Moving into adolescence, one of the main concerns of parents is not being able to control what their children do with their electronic devices as, from a certain age, children become unwilling to share their intimacy with them. According to data collected in the 2015 Survey on Equipment and Use of Information and Communication Technologies in Households, conducted by the Spanish National Institute of Statistics, 90.8% of children aged 10 use computers, 88% Internet and 29.7% have a mobile phone. On the 15 years-old segment, the numbers increase: 96.3%, 94.8% and 90.9%. This means that, on average, 95.1% of children and adolescents aged 10-15 years use the computer regularly; 93.6 have Internet access and 67% have a mobile. These figures represent an increase of 3.5% compared to 2014.

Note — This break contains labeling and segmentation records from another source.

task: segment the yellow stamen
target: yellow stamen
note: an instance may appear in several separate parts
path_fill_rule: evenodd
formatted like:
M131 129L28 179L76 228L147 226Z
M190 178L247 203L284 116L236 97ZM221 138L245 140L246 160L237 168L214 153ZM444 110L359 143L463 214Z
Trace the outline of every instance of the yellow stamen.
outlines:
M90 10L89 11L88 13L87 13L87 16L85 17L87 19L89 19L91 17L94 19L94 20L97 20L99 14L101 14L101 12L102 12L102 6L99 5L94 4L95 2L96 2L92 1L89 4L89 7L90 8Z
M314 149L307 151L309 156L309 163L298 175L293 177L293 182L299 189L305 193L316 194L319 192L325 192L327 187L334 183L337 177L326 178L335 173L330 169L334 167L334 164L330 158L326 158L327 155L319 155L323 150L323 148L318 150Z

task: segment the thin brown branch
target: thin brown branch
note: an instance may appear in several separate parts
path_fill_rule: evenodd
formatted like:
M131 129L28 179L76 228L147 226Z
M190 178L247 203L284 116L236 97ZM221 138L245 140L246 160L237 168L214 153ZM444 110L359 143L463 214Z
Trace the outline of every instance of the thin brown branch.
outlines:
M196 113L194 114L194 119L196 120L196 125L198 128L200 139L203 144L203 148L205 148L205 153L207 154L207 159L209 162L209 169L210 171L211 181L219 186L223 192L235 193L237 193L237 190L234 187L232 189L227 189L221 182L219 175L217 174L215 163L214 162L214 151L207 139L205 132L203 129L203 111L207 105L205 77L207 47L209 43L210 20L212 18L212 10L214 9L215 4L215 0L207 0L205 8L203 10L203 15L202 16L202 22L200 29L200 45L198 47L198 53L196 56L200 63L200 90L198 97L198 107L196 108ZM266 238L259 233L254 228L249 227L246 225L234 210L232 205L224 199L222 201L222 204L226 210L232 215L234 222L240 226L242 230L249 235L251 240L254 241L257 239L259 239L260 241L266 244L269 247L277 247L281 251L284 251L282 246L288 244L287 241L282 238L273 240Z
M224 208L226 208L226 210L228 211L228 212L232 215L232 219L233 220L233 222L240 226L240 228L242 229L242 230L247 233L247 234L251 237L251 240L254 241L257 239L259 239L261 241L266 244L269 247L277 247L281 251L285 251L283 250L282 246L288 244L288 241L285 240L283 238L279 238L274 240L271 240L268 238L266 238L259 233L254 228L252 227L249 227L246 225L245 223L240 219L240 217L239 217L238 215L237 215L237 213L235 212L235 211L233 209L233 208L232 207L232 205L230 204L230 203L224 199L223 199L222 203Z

5 tips to educate your child in the use of technology
1 – Set boundaries for device use and demand that family time is respected
As mentioned above, technology occupies and will occupy a leading role in the life of your children, so it would be illogical and counter-productive to keep them away from it. But there are times when technology should be put down. For example, during lunch and dinner, the whole family should keep their mobile phones off the table. During other family activities, such as watching a movie together, also make sure that no one is using their smartphone.
2 – Prevent your children to go to sleep to electronic devices
Bedtime means just that, sleep. We all need rest, especially young children. By allowed them to go to bed carrying a device under their arms, you run the risk that it will get turned on as soon as you turn around and leave the room. Your child will not rest and that ultimately will affect their mood, their performance and personal development.
Digital device usage must not replace face to face interaction. It is necessary to achieve a balance between the two.
3 – Encourage cultural, sports or other outdoor activities
People socialize interacting with others. And while it is true that new communication technologies open new paths to this socialization, the digital can not replace the human, face to face contact. Encourage your child to engage in activities outside the home where he may interact with other children. If they are entertained, they will not feel the need to rush to check mobile notifications.
4 – Respect their privacy, but teach them to protect it
From certain ages, there will be things that your children will not want to share certain aspects of his private life. It is normal and does not have to be bad. They are entitled to privacy, and you respect it, but they must understand that in order to rely should be aware of what networks are and why. Do not assume that your children know how to make responsible use of technology because you think they are very mature. Be sure to provide guidance on the use of new technological tools, benefits, limits and risks.
5 – Lead by example
You’ve heard it a thousand times, but kids are sponges, especially at early ages. So if you loose your phone, tablet or computer, how do you expect that your children? We know that many parents work home with them and that in such marked by technology as time is ours is difficult to disconnect, but we ask you to find a time to turn off the screens.